多田しげおの気分爽快!!~朝からP・O・N

池井戸潤「半沢直樹」シリーズ

[この番組の画像一覧を見る]

★内容紹介
・小説は現時点で4巻まで出ており、第一作は2004年に出た『オレたちバブル入行組』、第二作は2008年の『オレたち花のバブル組』、現在のドラマの原作である第三作『ロスジェネの逆襲』は2012年刊行、そしてまだドラマにはなっていない第四作が2014年刊行の『銀翼のイカロス』。なお、今年9月には第五段『アルルカンと道化師』が刊行予定。
・第2巻までは、東京中央銀行のバンカーである半沢直樹が、悪どい融資先や上司の陰謀と戦う金融サスペンス。悪者に報復する痛快さが醍醐味。ただしちょっとやりすぎたため、第3巻では半沢傘下の証券会社に出向させられている。そこであるIT企業の買収に絡んで、親会社である銀行と戦うことになる──というのが今回のドラマ。そして第4巻では政治家を相手にした戦いに挑むことになる。
★原作の読みどころ
ドラマは人物設定などに細かい違いはあるが、基本的に原作通り。ただし、ドラマの「半沢直樹」が放送されたのは原作が出てから10年近く後。これが実はミソ。原作のテーマがドラマではカットされている。そのテーマは「世代間の対立」。

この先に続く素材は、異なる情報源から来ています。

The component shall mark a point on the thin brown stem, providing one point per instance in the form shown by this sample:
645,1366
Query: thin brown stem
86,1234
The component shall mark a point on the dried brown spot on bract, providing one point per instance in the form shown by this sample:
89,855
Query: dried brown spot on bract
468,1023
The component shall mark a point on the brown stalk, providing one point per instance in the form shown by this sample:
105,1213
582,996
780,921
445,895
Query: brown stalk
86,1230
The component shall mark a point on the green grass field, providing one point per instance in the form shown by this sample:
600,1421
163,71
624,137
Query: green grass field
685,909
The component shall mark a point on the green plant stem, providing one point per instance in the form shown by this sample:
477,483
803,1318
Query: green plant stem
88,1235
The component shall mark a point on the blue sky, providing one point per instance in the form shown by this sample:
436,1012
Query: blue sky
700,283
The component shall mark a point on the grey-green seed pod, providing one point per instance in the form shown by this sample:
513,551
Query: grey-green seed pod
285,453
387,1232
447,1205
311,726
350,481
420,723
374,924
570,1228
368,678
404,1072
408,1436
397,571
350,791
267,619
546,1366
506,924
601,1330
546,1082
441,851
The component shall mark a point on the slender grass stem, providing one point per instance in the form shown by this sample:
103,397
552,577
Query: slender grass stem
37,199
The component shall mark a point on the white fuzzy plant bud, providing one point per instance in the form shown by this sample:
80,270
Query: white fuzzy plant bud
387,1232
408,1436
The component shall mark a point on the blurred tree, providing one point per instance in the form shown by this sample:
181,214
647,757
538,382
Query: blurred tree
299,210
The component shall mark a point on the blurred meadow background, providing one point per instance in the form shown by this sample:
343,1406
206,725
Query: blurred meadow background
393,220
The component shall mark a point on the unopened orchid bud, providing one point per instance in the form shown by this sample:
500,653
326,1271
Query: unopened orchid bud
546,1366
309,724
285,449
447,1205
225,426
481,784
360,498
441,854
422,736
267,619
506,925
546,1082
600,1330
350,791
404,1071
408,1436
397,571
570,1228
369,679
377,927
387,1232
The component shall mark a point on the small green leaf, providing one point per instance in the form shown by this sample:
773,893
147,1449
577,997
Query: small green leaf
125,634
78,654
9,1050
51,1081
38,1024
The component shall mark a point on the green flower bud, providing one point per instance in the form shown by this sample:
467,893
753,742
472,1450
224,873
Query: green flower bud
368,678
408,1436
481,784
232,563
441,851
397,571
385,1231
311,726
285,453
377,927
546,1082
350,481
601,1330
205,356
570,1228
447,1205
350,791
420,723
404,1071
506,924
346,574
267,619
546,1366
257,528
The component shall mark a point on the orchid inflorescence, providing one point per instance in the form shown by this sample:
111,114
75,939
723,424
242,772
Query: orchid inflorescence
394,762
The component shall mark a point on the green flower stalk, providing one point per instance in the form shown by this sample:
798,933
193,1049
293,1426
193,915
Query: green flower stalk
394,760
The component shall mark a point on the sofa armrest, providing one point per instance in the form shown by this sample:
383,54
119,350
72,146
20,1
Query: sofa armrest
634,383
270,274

・原作第一作の『オレたちバブル入行組』は、バブル後期の1988年に就職活動をする大学生の半沢直樹が描かれる(ドラマでは放送年に合わせて彼の就職は90年代)。これが今からは想像もできないバブリーな就活。だがこの世代は、就職してまもなくバブル崩壊ではしごをはずされる。その原因は団塊の世代にあり、自分たちは団塊の世代の尻拭いをさせられている、というのが第1巻と2巻の半沢直樹の主張だった。

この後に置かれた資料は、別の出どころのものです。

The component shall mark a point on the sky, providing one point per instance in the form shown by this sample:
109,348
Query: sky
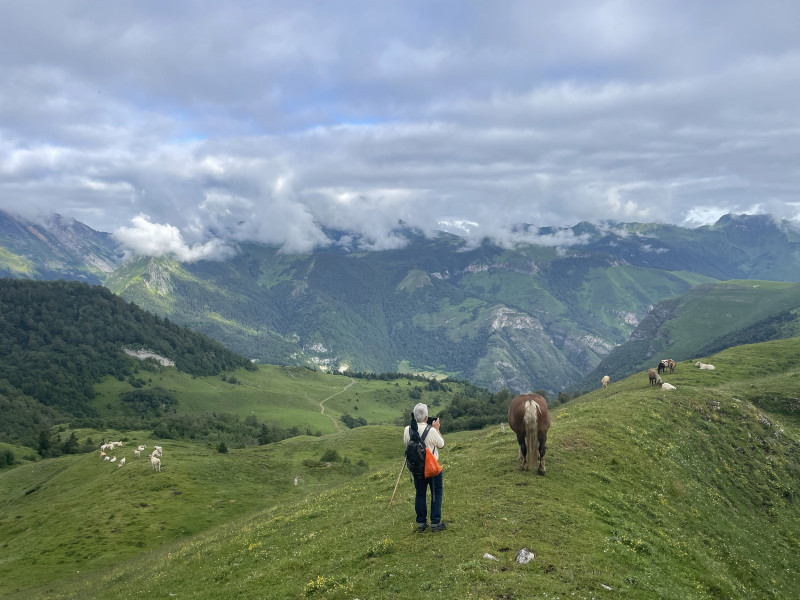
187,127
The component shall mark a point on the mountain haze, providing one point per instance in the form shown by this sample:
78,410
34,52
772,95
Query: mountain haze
540,315
58,248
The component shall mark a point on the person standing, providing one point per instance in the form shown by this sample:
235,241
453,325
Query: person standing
433,441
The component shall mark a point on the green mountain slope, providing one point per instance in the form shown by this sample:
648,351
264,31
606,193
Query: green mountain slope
540,315
524,319
704,320
58,249
58,338
684,494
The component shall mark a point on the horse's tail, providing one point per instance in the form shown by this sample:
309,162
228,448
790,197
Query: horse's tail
531,421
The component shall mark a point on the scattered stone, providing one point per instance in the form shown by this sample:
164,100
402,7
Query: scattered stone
524,556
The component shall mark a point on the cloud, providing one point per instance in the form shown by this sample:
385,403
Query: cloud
281,122
154,239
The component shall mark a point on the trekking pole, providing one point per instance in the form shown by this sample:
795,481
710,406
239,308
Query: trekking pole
398,483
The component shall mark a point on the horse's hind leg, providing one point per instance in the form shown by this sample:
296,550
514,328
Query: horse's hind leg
523,452
542,450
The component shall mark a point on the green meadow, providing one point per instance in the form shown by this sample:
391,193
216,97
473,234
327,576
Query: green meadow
287,396
683,494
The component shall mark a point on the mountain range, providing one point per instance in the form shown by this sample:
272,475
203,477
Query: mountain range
549,315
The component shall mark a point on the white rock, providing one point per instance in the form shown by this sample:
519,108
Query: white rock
524,556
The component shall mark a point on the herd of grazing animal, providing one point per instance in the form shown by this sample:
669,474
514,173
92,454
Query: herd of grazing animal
154,456
654,375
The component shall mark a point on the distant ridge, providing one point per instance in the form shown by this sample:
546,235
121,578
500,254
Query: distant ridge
541,315
59,248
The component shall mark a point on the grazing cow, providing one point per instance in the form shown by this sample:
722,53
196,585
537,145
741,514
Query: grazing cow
654,377
529,418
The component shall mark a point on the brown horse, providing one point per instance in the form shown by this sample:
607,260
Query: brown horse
529,418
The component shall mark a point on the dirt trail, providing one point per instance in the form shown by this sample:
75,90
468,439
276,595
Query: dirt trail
322,403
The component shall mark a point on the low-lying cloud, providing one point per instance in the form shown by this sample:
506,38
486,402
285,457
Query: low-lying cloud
154,239
290,125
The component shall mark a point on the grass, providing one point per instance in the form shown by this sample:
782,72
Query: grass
685,494
288,396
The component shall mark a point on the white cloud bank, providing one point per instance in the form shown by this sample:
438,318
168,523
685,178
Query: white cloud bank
154,239
277,122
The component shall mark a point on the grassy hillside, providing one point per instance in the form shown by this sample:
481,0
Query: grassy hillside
287,396
703,320
685,494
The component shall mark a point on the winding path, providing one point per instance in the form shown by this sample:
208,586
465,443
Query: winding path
322,403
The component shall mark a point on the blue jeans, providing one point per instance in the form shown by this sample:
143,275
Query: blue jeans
420,500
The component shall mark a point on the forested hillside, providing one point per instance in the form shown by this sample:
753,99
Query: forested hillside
57,339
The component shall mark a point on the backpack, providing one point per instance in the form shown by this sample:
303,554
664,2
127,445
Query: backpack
416,452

・ところが第3巻になって、バブル崩壊後の就職氷河期に就活をしたロスジェネ世代が半沢の部下になる。このロスジェネ世代の青年は半沢たちバブル世代に対し、好景気というだけでろくに仕事もできない人が大量に採用され、自分たちがその尻拭いをしている、と考える。

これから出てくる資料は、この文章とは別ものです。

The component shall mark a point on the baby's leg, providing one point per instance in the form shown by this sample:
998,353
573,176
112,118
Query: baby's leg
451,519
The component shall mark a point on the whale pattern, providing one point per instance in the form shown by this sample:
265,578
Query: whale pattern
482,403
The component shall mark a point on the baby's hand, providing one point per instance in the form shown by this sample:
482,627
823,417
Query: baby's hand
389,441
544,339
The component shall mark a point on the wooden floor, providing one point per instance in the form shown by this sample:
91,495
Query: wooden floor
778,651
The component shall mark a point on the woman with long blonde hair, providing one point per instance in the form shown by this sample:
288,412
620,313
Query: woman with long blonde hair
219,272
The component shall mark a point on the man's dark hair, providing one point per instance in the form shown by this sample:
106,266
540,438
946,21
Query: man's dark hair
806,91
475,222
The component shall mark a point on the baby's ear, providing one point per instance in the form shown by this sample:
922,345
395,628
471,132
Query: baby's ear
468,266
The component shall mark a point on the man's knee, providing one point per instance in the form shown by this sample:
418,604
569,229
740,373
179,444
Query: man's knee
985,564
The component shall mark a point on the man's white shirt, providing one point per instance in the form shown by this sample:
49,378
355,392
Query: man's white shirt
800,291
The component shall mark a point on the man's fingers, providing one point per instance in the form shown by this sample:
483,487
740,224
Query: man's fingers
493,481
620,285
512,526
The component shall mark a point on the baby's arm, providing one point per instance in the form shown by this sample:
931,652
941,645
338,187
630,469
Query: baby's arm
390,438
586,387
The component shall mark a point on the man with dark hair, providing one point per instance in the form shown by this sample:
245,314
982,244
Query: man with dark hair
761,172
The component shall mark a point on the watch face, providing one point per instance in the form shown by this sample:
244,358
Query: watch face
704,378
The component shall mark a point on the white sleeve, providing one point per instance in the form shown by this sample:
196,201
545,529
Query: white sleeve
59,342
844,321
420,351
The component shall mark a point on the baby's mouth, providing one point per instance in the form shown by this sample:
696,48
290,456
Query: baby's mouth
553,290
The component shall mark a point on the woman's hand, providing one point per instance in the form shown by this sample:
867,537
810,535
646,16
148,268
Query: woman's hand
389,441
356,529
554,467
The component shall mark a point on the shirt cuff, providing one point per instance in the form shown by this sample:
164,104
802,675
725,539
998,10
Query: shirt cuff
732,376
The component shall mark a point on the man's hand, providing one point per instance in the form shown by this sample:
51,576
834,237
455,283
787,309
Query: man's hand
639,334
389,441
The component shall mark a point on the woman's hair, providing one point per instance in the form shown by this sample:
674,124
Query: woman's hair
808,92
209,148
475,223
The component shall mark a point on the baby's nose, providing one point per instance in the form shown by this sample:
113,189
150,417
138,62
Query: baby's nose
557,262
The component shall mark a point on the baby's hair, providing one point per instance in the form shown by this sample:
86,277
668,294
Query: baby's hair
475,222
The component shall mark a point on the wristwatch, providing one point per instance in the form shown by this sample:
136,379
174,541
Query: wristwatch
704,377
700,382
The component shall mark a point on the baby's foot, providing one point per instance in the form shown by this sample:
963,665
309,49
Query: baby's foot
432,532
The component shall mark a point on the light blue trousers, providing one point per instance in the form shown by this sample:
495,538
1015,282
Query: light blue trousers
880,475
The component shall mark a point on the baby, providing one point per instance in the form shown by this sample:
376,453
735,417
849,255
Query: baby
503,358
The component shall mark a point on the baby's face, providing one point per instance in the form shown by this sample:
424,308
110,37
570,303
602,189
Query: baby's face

・このシリーズは世代間の対立を描くことで、逆に世代にラベルを貼ることがいかに
 意味がないかを描いている。どの世代の人が読んでも楽しめる名作シリーズ。

池井戸潤「半沢直樹」シリーズ
文春文庫から3巻の「ロスジェネの逆襲」までは770円、
4巻の『銀翼‘ぎんよく』のイカロス』は836円で販売中です。